Neutral genomic regions refine models of recent rapid human population growth
Elodie Gazave, Li Ma, Diana Chang, Alex Coventry, Feng Gao, Donna Muzny, Eric Boerwinkle, Richard Gibbs, Charles F. Sing, Andrew G. Clark, Alon Keinan
(Submitted on 25 Sep 2013)

Human populations have experienced dramatic growth since the Neolithic revolution. Recent studies that sequenced a very large number of individuals observed an extreme excess of rare variants, and provided clear evidence of recent rapid growth in effective population size, though estimates have varied greatly among studies. As medical applications drove the datasets therein, all studies were based on protein-coding genes, in which variants are also impacted by natural selection.
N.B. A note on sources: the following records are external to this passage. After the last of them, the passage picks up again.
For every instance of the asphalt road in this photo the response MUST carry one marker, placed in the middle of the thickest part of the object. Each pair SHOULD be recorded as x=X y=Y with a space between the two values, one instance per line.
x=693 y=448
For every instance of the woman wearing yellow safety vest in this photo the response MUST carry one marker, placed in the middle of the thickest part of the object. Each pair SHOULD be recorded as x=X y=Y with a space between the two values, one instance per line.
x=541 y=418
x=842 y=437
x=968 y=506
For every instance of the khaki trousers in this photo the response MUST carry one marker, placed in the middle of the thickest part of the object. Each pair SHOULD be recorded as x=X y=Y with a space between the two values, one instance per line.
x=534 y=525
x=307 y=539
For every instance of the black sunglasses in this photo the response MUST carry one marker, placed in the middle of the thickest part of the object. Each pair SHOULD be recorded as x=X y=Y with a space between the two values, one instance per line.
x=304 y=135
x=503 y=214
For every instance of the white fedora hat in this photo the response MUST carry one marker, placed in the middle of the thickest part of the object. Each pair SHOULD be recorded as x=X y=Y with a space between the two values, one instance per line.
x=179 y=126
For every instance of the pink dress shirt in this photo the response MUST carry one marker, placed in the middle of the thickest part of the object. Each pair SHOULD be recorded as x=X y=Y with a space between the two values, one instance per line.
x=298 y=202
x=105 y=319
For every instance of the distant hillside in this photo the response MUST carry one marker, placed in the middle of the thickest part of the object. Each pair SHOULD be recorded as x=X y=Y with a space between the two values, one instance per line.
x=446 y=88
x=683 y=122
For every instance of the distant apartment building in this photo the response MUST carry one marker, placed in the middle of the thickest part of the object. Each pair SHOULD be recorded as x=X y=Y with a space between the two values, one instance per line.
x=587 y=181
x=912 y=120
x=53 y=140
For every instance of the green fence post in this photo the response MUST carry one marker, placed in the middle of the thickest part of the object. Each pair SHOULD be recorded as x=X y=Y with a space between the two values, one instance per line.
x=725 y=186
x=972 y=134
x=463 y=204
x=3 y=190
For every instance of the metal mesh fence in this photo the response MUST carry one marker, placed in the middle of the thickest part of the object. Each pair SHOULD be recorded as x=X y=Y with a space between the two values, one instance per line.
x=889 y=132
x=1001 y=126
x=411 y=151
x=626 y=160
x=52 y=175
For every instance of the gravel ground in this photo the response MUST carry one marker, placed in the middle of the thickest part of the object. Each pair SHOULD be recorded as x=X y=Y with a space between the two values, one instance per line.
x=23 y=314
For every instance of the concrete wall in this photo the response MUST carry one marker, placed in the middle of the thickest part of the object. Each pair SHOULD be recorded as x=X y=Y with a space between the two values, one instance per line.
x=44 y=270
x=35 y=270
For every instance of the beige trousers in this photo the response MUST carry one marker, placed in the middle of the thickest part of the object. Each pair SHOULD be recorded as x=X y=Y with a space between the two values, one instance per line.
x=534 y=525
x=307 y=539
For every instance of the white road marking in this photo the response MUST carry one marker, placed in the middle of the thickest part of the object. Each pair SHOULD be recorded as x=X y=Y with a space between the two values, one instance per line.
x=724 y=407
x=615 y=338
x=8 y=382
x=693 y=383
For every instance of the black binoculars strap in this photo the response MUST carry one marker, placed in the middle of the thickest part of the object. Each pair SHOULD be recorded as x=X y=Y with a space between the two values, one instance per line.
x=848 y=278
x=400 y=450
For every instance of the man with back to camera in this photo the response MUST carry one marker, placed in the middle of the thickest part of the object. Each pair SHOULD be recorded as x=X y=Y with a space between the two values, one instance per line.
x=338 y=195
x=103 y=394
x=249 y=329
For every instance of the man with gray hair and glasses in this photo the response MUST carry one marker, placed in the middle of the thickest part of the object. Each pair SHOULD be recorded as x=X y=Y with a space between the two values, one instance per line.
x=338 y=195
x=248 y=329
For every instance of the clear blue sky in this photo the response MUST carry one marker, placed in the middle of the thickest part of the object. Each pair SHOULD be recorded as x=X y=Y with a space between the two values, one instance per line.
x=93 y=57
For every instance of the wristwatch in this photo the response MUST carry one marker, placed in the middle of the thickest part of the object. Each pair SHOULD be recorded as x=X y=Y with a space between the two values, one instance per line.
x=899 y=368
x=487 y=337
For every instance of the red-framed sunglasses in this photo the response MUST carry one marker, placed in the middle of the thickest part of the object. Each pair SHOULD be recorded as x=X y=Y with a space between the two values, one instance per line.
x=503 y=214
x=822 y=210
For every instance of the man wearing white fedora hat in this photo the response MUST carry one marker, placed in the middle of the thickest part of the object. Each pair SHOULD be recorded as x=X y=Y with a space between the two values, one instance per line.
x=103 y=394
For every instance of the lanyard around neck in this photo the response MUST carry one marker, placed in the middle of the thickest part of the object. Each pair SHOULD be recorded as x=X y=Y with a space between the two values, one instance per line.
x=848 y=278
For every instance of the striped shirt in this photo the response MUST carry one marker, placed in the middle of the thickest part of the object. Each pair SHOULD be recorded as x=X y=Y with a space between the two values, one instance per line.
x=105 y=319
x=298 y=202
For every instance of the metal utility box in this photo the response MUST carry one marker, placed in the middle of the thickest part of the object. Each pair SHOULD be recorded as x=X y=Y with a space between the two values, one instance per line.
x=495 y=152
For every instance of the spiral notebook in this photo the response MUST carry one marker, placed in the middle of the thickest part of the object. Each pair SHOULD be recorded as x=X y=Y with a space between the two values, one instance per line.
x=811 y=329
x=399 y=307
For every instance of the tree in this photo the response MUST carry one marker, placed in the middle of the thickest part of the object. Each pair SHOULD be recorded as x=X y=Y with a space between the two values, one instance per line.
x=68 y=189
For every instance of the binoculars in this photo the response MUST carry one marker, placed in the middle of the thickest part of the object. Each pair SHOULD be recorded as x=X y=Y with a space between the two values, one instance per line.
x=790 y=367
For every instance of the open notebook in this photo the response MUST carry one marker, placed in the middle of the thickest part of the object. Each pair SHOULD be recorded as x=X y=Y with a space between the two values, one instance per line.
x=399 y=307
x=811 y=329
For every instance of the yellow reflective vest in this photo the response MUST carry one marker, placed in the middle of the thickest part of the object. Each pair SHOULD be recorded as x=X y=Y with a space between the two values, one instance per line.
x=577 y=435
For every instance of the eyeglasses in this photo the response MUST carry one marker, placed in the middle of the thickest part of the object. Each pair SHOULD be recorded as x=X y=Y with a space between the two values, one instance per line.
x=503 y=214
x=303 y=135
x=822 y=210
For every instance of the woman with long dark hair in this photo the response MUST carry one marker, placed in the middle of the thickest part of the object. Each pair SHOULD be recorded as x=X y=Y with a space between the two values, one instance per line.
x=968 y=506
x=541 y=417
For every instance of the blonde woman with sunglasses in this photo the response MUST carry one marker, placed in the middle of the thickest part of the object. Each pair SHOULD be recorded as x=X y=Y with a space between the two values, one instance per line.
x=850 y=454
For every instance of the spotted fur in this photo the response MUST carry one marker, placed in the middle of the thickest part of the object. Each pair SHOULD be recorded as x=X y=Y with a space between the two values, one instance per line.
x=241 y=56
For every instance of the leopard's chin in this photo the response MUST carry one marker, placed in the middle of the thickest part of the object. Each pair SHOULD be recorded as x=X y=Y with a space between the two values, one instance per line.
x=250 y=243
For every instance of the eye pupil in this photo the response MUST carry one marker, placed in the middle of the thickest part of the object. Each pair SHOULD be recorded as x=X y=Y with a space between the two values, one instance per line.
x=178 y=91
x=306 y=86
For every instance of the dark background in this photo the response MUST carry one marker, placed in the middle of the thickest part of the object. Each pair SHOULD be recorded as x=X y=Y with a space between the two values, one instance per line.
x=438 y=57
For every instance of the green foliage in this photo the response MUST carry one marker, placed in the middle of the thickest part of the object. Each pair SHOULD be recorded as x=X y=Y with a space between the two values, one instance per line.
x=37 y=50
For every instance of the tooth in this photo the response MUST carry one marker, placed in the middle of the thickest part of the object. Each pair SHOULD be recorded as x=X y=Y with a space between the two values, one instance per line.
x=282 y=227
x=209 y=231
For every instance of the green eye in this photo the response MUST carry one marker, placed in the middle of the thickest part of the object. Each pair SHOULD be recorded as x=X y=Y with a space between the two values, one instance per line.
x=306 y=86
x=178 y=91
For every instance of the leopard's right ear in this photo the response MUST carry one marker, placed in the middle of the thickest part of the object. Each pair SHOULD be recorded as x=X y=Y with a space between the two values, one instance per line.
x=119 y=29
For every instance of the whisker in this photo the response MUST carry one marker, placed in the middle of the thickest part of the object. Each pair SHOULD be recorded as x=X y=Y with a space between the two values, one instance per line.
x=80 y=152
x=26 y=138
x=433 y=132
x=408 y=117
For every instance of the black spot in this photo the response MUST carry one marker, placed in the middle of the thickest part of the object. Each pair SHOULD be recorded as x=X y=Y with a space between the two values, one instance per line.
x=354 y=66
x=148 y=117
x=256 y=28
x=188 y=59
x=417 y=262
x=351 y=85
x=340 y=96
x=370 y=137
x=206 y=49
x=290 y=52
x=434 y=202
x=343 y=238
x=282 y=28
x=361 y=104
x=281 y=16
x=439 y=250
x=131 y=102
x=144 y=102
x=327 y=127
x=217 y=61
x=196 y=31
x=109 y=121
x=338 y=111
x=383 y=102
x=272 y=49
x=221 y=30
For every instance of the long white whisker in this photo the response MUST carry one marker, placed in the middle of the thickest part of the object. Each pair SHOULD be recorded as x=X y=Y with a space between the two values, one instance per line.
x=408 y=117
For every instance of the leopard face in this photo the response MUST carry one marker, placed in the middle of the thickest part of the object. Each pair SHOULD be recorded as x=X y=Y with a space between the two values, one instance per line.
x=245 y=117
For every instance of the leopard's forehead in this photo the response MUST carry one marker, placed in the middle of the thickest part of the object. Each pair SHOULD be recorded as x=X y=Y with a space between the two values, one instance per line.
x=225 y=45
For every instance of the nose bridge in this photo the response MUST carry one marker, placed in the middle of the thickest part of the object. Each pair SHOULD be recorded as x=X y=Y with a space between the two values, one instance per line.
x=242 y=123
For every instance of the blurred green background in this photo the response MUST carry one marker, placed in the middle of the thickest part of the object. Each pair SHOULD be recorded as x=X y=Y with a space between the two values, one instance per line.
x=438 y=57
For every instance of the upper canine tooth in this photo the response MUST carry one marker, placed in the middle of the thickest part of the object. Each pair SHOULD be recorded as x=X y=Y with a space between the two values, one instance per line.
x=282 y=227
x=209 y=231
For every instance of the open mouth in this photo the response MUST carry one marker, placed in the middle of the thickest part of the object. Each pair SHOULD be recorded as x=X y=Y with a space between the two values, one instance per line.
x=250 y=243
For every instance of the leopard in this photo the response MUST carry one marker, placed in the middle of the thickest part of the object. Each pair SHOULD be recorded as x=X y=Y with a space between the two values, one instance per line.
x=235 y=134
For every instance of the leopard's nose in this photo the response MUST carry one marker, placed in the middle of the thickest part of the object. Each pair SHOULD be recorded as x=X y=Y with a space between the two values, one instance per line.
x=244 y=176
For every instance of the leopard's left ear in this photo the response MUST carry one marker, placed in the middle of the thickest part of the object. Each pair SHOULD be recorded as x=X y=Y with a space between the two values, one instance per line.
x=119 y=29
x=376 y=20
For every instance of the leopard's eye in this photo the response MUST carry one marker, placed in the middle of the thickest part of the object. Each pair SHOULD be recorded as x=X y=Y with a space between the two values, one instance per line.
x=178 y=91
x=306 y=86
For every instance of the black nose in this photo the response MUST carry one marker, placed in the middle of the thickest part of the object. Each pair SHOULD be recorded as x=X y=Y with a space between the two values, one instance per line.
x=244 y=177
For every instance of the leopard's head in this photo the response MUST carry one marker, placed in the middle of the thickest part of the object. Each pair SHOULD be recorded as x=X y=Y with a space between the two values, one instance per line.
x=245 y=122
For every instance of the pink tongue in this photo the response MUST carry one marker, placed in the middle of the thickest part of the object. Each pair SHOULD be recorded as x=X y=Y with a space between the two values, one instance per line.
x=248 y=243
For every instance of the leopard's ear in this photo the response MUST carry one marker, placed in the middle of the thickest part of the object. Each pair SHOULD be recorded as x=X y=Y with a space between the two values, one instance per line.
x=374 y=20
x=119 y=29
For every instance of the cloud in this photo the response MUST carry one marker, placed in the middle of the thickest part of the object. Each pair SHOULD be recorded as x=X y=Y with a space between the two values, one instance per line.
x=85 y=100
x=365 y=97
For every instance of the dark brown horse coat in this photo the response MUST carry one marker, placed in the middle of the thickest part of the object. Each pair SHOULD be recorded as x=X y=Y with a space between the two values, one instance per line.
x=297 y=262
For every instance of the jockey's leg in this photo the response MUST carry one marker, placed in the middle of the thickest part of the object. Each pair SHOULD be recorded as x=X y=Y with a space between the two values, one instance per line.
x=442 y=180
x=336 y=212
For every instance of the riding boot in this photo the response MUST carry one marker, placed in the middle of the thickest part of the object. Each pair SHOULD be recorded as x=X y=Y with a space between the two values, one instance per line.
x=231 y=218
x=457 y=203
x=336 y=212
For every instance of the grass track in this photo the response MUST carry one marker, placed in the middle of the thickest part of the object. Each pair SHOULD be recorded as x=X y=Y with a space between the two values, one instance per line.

In this study, we introduce targeted sequencing data for studying recent human history with minimal confounding by natural selection. We sequenced putatively neutral loci that are very far from genes and that meet a wide array of additional criteria. As population structure also skews allele frequencies, we sequenced a sample of relatively homogeneous ancestry by first analyzing the population structure of 9,716 European Americans. We employed very high coverage sequencing to reliably call rare variants, and fit an extensive array of models of recent European demographic history to the site frequency spectrum. The best-fit model estimates ~3.4% growth per generation during the last ~140 generations, resulting in a population size increase of two orders of magnitude. This model fits the data very well, largely due to our observation that assumptions of more ancient demography can impact estimates of recent growth. This observation and results also shed light on the discrepancy in demographic estimates among recent studies.